1896 studierte er in München bei Franz von Stuck.
1906 bis 1907 in der französischen Stadt Sèvres,
wo er sich dem Expressionismus zuwandte.
Ab 1908 lebte er dann mit Gabriele Münter im bayerischen Murnau,
und schuf dort zahlreiche Landschaftsgemälde.
1909 gründete er zusammen mit Gabriele Münter, Alexej von Jawlensky, Adolf Erbslöh, Marianne von Werefkin, Alexander Kanoldt, Wladimir von Bechtejeff, Karl Hofer und Alfred Kubin
die Neue Künstlervereinigung München.
Am 18. Dezember 1911 eröffneten Kandinsky und Franz Marc die erste Ausstellung der neu gegründeten Künstlervereinigung „Blauer Reiter“ in München.
Begleitend zur Ausstellung brachten beide 1912 den gleichnamigen Almanach „Blauer Reiter“ heraus. Bis 1933 war Kandinsky als Lehrer am Bauhaus in Weimar, Dessau und Berlin tätig, wo er in Kontakt mit dem russischen Konstruktivismus kommt.

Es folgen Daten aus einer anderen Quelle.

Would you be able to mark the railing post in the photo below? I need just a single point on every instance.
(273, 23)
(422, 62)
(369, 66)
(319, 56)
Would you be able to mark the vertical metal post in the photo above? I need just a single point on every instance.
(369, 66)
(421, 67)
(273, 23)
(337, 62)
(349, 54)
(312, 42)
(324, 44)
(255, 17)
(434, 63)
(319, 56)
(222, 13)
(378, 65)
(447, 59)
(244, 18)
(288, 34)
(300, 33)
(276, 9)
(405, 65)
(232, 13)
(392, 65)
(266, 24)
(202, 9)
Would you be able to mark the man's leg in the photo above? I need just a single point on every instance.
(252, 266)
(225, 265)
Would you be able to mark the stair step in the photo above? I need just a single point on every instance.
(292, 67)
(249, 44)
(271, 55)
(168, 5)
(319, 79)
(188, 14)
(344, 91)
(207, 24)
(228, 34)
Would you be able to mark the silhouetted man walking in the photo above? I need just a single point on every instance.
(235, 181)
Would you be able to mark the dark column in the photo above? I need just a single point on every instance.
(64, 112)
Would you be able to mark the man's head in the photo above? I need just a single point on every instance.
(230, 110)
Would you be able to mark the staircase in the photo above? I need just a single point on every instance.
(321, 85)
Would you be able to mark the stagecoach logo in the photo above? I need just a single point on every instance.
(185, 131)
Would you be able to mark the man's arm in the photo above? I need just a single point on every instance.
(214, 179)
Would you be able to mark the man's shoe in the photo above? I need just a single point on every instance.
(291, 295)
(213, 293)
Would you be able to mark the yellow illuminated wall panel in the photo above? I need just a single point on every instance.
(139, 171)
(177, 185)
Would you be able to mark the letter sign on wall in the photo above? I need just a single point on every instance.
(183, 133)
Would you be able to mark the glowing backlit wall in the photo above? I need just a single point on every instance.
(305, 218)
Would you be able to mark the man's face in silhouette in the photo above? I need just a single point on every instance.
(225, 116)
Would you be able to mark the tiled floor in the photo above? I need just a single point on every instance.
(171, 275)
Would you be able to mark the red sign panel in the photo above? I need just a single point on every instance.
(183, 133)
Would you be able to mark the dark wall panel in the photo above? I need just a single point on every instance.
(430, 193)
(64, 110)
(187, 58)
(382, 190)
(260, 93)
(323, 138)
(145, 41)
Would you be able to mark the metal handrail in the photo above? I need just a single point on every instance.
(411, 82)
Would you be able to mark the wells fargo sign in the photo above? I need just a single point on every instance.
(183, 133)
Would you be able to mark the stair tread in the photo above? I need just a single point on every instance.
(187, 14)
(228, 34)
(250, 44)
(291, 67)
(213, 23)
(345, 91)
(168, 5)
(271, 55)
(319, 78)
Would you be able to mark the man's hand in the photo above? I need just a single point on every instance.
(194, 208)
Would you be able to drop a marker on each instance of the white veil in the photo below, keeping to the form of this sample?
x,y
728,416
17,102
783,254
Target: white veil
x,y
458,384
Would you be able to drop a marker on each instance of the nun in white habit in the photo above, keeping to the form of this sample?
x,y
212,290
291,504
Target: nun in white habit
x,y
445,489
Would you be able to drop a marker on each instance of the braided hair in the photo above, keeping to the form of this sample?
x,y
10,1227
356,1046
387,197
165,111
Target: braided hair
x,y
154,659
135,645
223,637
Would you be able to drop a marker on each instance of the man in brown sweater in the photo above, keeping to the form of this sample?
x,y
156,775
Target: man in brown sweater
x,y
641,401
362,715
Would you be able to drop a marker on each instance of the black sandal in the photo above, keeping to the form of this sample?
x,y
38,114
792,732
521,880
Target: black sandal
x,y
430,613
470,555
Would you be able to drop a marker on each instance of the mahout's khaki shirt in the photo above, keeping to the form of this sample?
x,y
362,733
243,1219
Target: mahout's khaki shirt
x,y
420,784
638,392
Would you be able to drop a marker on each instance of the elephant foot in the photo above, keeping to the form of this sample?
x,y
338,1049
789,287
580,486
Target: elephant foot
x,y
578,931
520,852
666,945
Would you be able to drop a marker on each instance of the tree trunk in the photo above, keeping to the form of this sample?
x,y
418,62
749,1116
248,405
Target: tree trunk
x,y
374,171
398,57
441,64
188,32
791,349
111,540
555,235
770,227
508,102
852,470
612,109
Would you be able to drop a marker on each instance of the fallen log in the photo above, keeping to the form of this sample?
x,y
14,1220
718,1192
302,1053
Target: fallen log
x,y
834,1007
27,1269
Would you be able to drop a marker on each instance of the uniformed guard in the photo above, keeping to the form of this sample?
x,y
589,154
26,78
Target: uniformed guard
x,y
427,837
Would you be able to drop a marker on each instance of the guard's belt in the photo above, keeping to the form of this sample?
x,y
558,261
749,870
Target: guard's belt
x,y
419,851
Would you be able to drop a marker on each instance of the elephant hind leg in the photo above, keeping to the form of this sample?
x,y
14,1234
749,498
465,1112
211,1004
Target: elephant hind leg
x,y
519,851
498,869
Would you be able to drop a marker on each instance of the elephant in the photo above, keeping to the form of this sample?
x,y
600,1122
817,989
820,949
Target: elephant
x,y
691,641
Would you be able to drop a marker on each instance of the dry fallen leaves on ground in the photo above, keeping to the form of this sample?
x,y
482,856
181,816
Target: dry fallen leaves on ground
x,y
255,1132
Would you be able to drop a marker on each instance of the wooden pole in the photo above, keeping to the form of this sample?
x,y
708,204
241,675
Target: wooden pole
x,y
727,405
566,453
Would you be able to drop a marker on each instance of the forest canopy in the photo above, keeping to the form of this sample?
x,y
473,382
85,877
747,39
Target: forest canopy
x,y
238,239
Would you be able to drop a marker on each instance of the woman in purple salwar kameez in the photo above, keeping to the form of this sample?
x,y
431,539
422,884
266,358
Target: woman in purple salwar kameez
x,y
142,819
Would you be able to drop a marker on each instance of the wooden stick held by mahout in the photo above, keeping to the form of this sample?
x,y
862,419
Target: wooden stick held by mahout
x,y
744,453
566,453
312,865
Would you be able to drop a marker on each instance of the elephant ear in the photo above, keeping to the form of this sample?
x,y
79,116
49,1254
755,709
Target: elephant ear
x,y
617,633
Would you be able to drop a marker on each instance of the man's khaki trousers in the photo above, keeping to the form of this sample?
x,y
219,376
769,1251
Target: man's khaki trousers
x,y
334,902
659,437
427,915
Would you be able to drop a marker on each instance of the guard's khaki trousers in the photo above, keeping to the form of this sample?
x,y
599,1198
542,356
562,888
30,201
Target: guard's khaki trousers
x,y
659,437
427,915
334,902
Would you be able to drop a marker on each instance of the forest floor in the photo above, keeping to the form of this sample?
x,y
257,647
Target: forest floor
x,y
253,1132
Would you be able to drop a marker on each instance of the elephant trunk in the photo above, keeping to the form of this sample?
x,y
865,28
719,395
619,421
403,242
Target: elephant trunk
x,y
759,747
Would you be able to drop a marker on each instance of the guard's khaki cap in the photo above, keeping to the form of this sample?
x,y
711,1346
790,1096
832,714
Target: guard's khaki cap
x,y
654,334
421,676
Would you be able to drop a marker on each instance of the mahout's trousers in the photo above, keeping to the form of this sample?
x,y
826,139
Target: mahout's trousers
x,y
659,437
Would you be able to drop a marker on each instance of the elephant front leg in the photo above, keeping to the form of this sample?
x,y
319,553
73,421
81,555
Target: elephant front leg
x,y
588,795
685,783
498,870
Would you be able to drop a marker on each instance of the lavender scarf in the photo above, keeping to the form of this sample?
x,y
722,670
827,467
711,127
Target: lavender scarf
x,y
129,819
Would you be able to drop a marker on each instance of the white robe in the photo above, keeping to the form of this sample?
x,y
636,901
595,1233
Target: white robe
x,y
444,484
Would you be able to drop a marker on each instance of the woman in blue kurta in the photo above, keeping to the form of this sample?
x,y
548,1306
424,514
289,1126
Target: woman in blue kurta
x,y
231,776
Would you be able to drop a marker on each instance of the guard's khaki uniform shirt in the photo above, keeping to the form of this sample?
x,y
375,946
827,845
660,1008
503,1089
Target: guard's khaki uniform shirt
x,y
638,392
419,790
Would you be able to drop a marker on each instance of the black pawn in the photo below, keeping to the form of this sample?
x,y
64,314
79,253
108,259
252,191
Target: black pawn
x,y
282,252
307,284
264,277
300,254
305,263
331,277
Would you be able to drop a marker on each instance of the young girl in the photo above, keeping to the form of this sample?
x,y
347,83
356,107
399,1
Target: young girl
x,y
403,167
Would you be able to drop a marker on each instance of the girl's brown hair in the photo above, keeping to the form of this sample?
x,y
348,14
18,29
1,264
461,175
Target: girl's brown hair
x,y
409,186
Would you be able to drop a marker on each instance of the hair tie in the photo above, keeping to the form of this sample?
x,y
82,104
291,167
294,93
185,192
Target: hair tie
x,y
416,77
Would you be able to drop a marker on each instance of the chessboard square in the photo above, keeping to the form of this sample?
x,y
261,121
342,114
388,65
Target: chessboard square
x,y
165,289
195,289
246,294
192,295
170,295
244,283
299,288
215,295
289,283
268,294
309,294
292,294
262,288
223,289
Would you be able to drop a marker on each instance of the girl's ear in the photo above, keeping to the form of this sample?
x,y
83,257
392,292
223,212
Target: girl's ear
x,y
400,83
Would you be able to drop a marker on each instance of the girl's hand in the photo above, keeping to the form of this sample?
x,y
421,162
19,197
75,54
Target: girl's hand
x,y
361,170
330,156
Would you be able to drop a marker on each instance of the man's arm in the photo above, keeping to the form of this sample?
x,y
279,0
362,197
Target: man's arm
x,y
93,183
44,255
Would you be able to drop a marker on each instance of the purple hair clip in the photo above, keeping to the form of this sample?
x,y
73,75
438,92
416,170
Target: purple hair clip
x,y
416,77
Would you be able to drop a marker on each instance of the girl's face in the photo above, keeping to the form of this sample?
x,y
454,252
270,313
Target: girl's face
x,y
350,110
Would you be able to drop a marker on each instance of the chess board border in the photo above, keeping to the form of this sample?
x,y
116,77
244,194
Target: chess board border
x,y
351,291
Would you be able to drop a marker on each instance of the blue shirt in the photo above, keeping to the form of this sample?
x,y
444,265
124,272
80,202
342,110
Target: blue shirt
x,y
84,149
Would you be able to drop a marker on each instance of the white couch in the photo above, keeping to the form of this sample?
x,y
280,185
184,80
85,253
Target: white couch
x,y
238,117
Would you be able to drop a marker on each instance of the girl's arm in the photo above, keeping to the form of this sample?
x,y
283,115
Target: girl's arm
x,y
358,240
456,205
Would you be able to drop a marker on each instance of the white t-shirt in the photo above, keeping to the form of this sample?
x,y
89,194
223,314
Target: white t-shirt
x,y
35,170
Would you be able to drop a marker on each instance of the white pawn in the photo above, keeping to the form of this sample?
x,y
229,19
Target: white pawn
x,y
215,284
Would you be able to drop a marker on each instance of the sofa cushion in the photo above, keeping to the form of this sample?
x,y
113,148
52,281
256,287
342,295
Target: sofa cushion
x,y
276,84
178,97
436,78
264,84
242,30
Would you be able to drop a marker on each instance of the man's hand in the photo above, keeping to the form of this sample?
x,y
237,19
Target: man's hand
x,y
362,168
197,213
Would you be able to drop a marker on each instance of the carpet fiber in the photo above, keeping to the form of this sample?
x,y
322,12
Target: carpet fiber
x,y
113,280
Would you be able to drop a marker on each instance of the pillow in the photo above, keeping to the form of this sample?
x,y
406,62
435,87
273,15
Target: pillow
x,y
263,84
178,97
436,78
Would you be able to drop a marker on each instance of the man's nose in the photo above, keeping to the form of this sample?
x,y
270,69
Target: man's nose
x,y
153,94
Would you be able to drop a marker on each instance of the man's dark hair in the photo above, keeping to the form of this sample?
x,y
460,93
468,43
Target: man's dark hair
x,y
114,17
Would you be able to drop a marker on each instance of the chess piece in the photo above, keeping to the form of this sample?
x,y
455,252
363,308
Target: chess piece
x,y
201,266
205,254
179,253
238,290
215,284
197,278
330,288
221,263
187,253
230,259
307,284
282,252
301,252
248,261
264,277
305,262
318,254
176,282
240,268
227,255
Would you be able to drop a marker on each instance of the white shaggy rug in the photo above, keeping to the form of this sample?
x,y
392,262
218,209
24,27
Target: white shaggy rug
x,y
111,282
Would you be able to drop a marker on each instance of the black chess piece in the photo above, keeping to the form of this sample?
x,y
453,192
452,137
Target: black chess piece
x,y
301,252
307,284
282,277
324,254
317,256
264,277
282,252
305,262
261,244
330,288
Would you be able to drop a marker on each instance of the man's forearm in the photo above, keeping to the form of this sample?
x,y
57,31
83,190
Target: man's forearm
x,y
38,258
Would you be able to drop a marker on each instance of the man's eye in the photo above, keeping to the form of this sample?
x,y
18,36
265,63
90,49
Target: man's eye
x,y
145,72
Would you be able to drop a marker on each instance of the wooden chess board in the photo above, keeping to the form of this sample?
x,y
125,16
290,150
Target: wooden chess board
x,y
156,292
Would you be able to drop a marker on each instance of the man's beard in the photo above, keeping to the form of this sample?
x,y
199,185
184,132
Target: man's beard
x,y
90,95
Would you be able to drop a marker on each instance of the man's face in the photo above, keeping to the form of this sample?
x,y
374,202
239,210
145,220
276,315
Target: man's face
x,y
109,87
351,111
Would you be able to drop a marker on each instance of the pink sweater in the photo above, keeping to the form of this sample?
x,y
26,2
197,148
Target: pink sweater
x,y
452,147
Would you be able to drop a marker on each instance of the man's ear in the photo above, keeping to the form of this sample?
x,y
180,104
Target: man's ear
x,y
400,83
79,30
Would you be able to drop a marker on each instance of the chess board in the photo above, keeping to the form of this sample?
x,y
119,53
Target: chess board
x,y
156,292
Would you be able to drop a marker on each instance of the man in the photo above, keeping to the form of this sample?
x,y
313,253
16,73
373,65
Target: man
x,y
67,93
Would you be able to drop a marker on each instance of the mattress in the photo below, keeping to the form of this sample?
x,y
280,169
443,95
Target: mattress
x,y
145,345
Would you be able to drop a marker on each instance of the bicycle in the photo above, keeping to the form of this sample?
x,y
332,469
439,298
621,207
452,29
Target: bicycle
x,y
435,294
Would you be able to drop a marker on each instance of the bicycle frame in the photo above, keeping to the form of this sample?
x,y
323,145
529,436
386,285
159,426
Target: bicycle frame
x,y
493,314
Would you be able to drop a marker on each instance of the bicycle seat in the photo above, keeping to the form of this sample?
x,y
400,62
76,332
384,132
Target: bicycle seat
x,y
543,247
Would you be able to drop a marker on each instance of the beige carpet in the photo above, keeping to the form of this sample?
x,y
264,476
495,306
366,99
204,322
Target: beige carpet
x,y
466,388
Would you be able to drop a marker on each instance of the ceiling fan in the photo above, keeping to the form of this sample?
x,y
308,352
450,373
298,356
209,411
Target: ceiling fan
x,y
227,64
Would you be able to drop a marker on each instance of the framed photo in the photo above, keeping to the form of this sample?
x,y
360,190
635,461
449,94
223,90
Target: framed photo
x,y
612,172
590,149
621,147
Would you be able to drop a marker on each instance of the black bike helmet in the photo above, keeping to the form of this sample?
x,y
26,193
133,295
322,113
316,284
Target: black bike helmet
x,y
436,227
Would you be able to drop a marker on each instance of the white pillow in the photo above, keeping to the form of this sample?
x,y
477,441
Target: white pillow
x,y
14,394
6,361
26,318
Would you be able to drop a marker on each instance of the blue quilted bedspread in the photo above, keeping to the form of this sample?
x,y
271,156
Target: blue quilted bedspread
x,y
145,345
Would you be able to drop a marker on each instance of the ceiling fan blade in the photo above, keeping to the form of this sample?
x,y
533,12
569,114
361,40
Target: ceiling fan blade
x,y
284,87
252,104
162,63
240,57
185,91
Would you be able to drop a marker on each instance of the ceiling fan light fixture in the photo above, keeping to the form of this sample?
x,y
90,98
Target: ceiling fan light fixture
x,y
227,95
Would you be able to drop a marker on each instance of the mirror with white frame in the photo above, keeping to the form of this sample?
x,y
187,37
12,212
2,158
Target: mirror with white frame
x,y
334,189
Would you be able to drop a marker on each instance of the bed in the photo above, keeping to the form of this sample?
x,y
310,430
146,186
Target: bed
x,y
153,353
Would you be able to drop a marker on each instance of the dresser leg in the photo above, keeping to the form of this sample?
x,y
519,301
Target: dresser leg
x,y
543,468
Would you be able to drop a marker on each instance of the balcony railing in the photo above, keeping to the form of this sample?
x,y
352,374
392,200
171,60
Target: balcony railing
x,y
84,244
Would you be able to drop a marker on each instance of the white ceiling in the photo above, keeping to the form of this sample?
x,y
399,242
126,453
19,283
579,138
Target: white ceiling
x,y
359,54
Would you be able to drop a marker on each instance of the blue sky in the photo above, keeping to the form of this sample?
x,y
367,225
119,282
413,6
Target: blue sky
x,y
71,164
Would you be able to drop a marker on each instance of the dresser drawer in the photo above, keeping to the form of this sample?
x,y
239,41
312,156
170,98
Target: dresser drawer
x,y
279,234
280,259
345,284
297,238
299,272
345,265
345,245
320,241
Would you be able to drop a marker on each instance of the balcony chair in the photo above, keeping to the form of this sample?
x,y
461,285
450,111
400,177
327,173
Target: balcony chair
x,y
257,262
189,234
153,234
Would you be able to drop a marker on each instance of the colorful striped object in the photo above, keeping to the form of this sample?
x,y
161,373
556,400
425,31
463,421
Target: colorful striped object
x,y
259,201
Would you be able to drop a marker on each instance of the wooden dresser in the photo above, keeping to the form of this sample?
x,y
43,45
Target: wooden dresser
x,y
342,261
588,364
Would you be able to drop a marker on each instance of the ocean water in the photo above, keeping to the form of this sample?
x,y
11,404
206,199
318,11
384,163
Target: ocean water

In dieser Zeit setzten sich endgültig die geometrischen Strukturen in seinen Bildern durch.
1924 gründete er mit Lyonel Feininger, Paul Klee und Alexej von Jawlensky die Künstlergruppe „Die Blauen Vier“.
1926 erschien seine theoretische Schrift: „Punkt und Linie zu Fläche“. .
1939 nahm er die französische Staatsbürgerschaft an und beendete seine letzte große Arbeit ”Komposition X”. 1937 wurden 57 seiner Werke
in deutschen Museen beschlagnahmt und einige dann von den Nazis in der Ausstellung „Entartete Kunst“ gezeigt. 1944 fand seine letzte Ausstellung, die er miterlebte,
in der Pariser Galerie l'Esquisse statt.
1944 starb Kandinsky in seinem Wohnort Neuilly-sur-Seine bei Paris. (Quelle:wikipedia)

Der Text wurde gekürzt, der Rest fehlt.